US investment-grade bonds have swung into a loss for the year as the Federal Reserve's commitment to raising interest rates to counter inflation impacts debt markets. The Bloomberg US Corporate Bond Index fell 0.4% on Wednesday, marking a downturn for the year after being up as much as 5% in early February. This index has dropped 2.7% in September, making it the largest loss in seven months.
The initial optimism that many corporate-bond investors had at the beginning of 2023 has been disrupted due to a robust US economy prompting the Fed to raise its benchmark by a full percentage point to 5.5% this year, compared to expectations in December of a half-point increase. This has resulted in Treasury yields reaching multiyear highs this month, raising concerns that refinancing costs will negatively impact corporations waiting for borrowing costs to decrease.
Althea Spinozzi, a senior fixed-income strategist at Saxo Bank, commented on the situation, stating that "Long-term yields are likely to continue to soar for as long as the Fed can convince markets it won’t need to cut rates aggressively in the foreseeable future." She added that “’Higher-for-longer’ means ‘until-something-breaks’.”
This month's decline in corporate bonds is largely driven by a rout in Treasuries, increasing yields across credit markets. Meanwhile, the spread on the corporate debt index over a similar Treasury gauge remains below 120 basis points, aligning with its 10-year average.
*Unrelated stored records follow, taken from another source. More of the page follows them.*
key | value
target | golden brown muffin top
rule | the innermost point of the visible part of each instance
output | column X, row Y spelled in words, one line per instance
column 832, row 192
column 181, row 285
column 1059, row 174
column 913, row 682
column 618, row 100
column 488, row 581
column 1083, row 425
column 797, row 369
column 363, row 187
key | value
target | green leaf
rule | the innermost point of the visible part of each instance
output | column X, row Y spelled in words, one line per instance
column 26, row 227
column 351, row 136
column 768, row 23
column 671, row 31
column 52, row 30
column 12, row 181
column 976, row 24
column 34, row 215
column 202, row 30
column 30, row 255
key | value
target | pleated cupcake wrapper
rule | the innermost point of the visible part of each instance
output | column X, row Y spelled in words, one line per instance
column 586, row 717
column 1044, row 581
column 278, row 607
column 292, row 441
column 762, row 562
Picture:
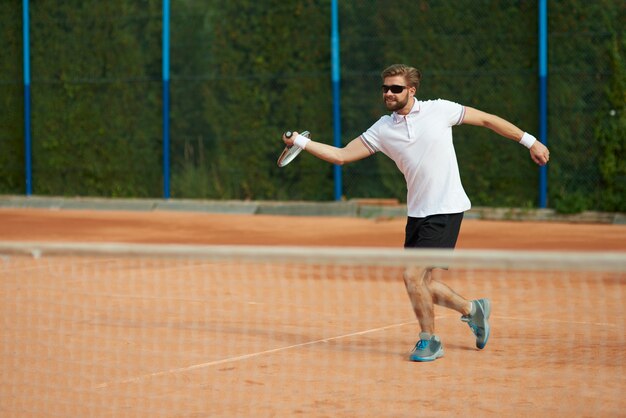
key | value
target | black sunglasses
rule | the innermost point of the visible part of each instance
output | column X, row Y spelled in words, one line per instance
column 395, row 89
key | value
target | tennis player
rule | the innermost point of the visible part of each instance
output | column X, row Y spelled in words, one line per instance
column 417, row 136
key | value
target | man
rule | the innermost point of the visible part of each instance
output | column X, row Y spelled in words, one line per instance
column 417, row 136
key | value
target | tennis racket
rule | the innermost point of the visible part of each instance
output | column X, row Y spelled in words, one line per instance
column 289, row 153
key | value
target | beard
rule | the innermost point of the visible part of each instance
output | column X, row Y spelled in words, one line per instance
column 394, row 104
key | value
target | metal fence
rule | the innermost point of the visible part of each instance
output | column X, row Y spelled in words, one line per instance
column 152, row 99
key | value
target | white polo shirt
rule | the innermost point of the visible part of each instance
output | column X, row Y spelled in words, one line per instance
column 420, row 144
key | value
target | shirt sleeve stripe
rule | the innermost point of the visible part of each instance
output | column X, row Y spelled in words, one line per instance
column 460, row 121
column 369, row 146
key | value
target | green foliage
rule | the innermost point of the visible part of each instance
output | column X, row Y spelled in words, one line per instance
column 243, row 72
column 611, row 134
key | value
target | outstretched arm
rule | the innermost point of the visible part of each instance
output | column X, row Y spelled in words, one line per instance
column 538, row 152
column 355, row 150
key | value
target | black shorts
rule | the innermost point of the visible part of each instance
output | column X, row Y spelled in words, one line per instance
column 434, row 231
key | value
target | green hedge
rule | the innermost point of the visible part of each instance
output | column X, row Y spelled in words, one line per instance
column 242, row 72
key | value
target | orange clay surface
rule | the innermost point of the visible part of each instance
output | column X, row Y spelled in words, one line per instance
column 152, row 338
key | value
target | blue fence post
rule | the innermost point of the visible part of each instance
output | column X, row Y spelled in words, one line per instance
column 166, row 98
column 27, row 118
column 335, row 78
column 543, row 97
A slowdown in bond buybacks has been observed, with companies purchasing bonds at the slowest rate since 2000. This reluctance may prove problematic as debt maturities accumulate and interest rates remain high. North American firms have made just 52 offers to repurchase outstanding debt, translating into $22 billion actually bought back - the lowest amount since at least 2008.
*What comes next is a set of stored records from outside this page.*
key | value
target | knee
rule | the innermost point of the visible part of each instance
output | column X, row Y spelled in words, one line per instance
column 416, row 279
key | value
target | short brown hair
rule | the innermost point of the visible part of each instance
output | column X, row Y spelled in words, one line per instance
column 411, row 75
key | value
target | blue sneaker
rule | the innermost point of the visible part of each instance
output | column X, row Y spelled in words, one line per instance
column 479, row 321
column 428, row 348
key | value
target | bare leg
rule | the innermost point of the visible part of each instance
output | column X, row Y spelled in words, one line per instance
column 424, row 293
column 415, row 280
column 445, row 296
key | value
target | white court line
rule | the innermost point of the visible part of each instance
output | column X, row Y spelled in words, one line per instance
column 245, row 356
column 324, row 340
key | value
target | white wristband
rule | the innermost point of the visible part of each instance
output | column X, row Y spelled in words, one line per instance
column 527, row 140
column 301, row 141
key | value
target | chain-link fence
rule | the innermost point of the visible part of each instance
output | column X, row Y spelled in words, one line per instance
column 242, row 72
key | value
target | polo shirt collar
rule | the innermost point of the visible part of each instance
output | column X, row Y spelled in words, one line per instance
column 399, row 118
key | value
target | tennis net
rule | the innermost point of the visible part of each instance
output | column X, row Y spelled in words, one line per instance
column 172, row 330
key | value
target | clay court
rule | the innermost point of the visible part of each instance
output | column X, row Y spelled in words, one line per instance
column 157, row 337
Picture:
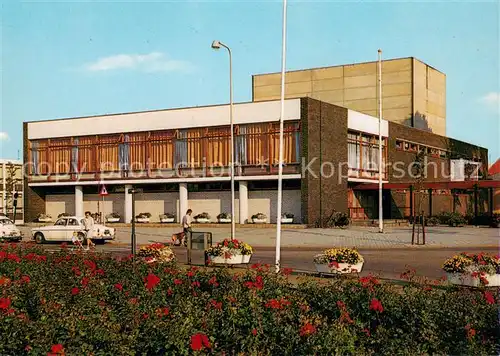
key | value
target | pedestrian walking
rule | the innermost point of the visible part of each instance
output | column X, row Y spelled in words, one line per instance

Investment-grade credit has been vulnerable since a US banking crisis occurred in March. The option-adjusted spread to Treasuries for a gauge of financial company bonds is near the widest it has been in over a decade relative to the spread for the broader corporate index.
The US is currently grappling with several economic challenges, including autoworkers on strike, potential government shutdown, and the resumption of student loan payments following a pandemic-induced pause. At the same time, oil prices are rising, Europe's growth is stagnating, and China's property market is faltering.
Despite these challenges, Federal Reserve policymakers remain optimistic, believing that the rise in yields can help combat inflation. As fears of an overheated economy loom, rising yields may contribute to stabilizing growth.